U. S. dialysis providers are completing their final analyses this week as the November 1st deadline to fully opt in to the new Medicare bundling reimbursement methodology approaches. Pursuant to the new bundling rule released on July 23, 2010, providers who do not contact their Medicare fiscal intermediaries by that date to affirmatively elect to fully opt in to the bundling methodology as of January 1, 2011 will be automatically subject to the four year phase-in methodology beginning January 1, 2011.
In prior posts, I have described in more detail the conversion to the new bundling methodology, pursuant to which CMS will make a single bundled payment to the dialysis facility for each dialysis treatment that will cover all renal dialysis services and home dialysis commencing on January 1, 2011. It replaces the current system which pays facilities a composite rate for a defined set of items and services, while paying separately for drugs, laboratory tests, or other services that are not included in the composite rate.

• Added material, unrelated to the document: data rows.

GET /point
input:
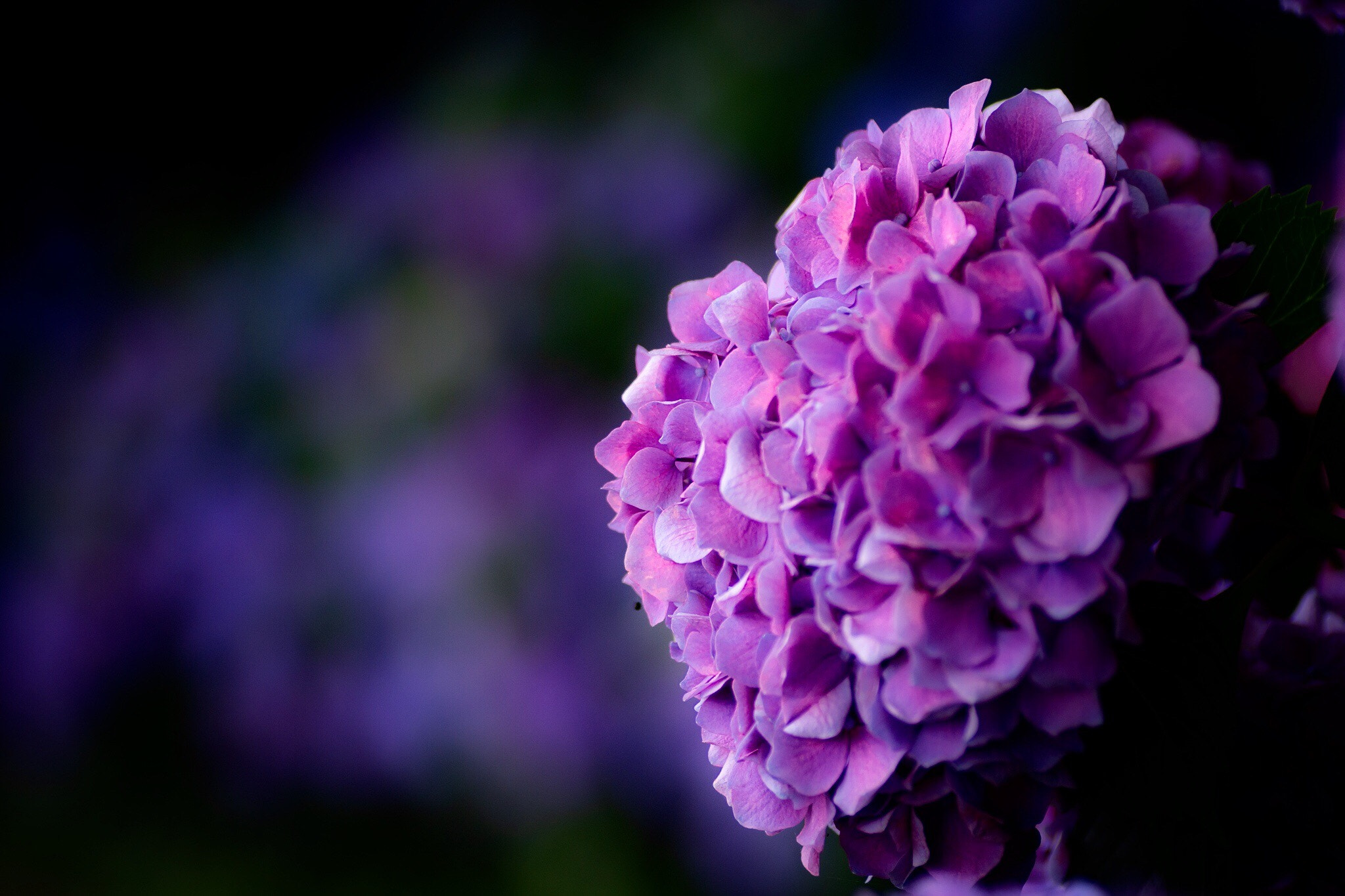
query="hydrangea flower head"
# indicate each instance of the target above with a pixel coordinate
(876, 495)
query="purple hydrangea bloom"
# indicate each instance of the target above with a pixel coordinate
(1328, 14)
(1191, 171)
(875, 496)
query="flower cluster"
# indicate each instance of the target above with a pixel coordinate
(876, 495)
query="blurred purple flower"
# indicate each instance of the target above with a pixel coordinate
(1328, 14)
(1189, 169)
(875, 496)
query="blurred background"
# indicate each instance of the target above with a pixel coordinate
(307, 331)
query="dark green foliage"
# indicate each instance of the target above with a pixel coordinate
(1289, 240)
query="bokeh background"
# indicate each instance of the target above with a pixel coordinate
(309, 327)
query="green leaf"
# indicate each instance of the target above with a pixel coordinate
(1287, 263)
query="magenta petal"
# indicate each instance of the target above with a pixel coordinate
(988, 174)
(739, 373)
(807, 765)
(674, 535)
(622, 444)
(1080, 500)
(744, 484)
(1015, 296)
(682, 430)
(950, 234)
(688, 304)
(1023, 128)
(929, 132)
(752, 802)
(868, 767)
(965, 106)
(892, 247)
(651, 480)
(738, 647)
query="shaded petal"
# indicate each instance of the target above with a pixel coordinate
(622, 444)
(1137, 331)
(651, 480)
(868, 767)
(674, 535)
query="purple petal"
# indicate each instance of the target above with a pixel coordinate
(674, 535)
(1023, 128)
(907, 700)
(1137, 331)
(738, 645)
(1015, 296)
(648, 568)
(1176, 244)
(965, 106)
(722, 528)
(1080, 182)
(1059, 710)
(870, 766)
(807, 765)
(825, 716)
(744, 484)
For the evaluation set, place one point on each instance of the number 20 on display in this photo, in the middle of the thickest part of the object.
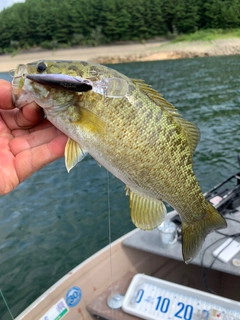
(184, 311)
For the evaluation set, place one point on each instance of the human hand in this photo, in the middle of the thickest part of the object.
(27, 140)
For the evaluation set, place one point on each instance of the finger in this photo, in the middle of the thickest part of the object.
(43, 125)
(34, 139)
(6, 95)
(31, 160)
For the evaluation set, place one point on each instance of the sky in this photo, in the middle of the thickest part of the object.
(8, 3)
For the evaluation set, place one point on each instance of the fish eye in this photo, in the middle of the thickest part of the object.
(41, 67)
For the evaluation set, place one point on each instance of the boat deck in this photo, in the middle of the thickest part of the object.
(149, 241)
(222, 278)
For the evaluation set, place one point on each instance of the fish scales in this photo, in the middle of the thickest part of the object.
(139, 137)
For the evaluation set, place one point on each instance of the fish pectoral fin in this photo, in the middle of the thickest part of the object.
(146, 213)
(74, 153)
(194, 233)
(90, 122)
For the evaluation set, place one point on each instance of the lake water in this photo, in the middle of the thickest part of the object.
(55, 220)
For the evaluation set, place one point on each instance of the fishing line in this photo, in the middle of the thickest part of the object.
(110, 236)
(6, 304)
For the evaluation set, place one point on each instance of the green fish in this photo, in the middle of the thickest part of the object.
(131, 130)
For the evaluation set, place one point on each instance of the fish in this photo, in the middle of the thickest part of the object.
(132, 131)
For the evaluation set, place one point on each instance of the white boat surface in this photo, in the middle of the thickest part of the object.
(83, 292)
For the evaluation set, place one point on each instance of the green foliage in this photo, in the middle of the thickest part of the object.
(62, 23)
(209, 35)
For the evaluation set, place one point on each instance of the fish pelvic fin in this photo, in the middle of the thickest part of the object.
(73, 154)
(146, 213)
(194, 234)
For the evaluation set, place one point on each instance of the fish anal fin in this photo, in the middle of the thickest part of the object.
(90, 121)
(194, 234)
(146, 213)
(74, 153)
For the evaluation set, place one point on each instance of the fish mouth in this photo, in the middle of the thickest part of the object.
(19, 96)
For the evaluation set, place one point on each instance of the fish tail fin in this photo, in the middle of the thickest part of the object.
(194, 234)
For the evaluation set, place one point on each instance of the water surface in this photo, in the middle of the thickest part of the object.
(55, 220)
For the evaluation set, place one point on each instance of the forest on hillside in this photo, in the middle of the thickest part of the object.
(65, 23)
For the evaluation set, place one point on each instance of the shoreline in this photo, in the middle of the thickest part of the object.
(119, 53)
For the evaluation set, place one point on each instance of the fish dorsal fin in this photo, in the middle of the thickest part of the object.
(73, 154)
(155, 96)
(191, 130)
(192, 133)
(146, 213)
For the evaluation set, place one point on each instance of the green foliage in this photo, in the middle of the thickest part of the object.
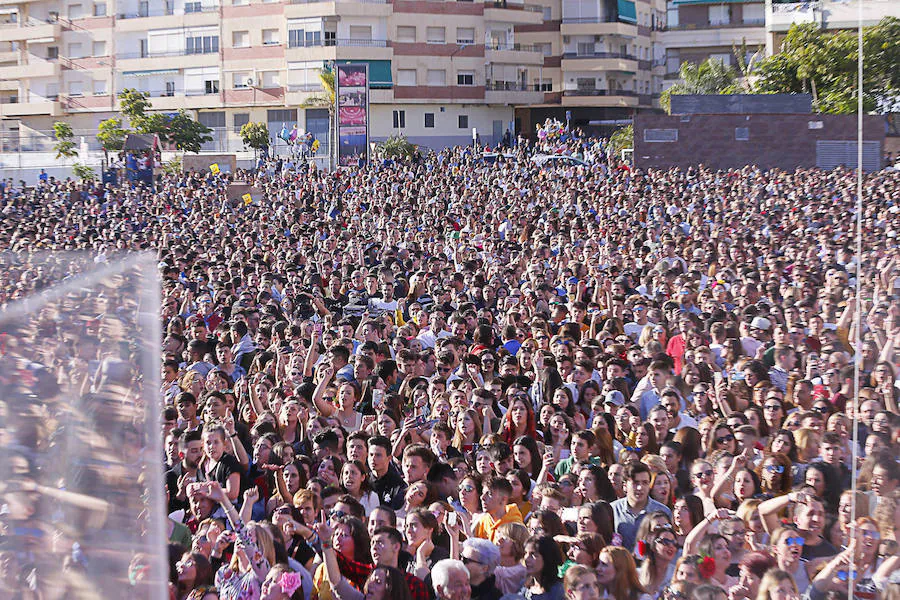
(65, 147)
(824, 64)
(111, 135)
(712, 76)
(173, 167)
(397, 147)
(83, 172)
(621, 139)
(255, 135)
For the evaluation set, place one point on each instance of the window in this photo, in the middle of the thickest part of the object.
(271, 37)
(465, 35)
(213, 120)
(240, 119)
(240, 80)
(719, 14)
(304, 32)
(754, 13)
(283, 115)
(465, 78)
(207, 44)
(435, 35)
(240, 39)
(270, 79)
(361, 32)
(660, 135)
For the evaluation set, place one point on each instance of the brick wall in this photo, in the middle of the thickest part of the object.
(775, 141)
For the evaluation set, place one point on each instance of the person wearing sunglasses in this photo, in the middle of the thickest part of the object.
(659, 552)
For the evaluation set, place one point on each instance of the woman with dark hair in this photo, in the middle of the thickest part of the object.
(519, 420)
(527, 456)
(687, 514)
(825, 479)
(542, 560)
(658, 550)
(775, 474)
(193, 570)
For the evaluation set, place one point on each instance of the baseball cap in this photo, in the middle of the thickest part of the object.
(614, 397)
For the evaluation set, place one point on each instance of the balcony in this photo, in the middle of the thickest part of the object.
(349, 8)
(600, 61)
(602, 98)
(31, 69)
(29, 31)
(525, 54)
(45, 107)
(708, 35)
(596, 26)
(511, 92)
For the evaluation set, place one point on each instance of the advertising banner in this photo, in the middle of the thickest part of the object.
(352, 111)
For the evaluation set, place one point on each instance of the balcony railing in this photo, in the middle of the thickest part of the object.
(167, 12)
(578, 20)
(594, 92)
(600, 55)
(513, 47)
(708, 25)
(338, 42)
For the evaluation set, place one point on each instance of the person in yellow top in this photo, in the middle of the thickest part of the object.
(497, 510)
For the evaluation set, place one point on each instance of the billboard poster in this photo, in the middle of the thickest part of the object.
(352, 99)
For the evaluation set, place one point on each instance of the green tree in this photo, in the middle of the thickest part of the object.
(65, 147)
(712, 76)
(187, 134)
(621, 139)
(83, 172)
(397, 147)
(255, 135)
(824, 64)
(111, 135)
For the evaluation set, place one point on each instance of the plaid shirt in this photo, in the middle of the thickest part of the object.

Dialysis providers are utilizing a number of tools to determine whether to fully opt in or instead wait out the phase-in approach. These tools examine individual providers’ geography, patient mix (in terms of dialysis modality and other factors), program size, typical drug dosage statistics and other key aspects of the providers’ programs that will help providers determine the impact that bundling will have on their reimbursement. Providers that anticipate a positive impact from bundling will likely elect to fully opt in now. One such tool was developed by Jeff Lehman of Dialysis Consulting Group, Inc. and includes a six step process focusing on six separate identifying characteristics of the individual provider.
Regardless of a provider’s decision as to fully opting in or phasing in to bundling, there will surely be a renewed industry-wide focus on keeping costs low and quality high.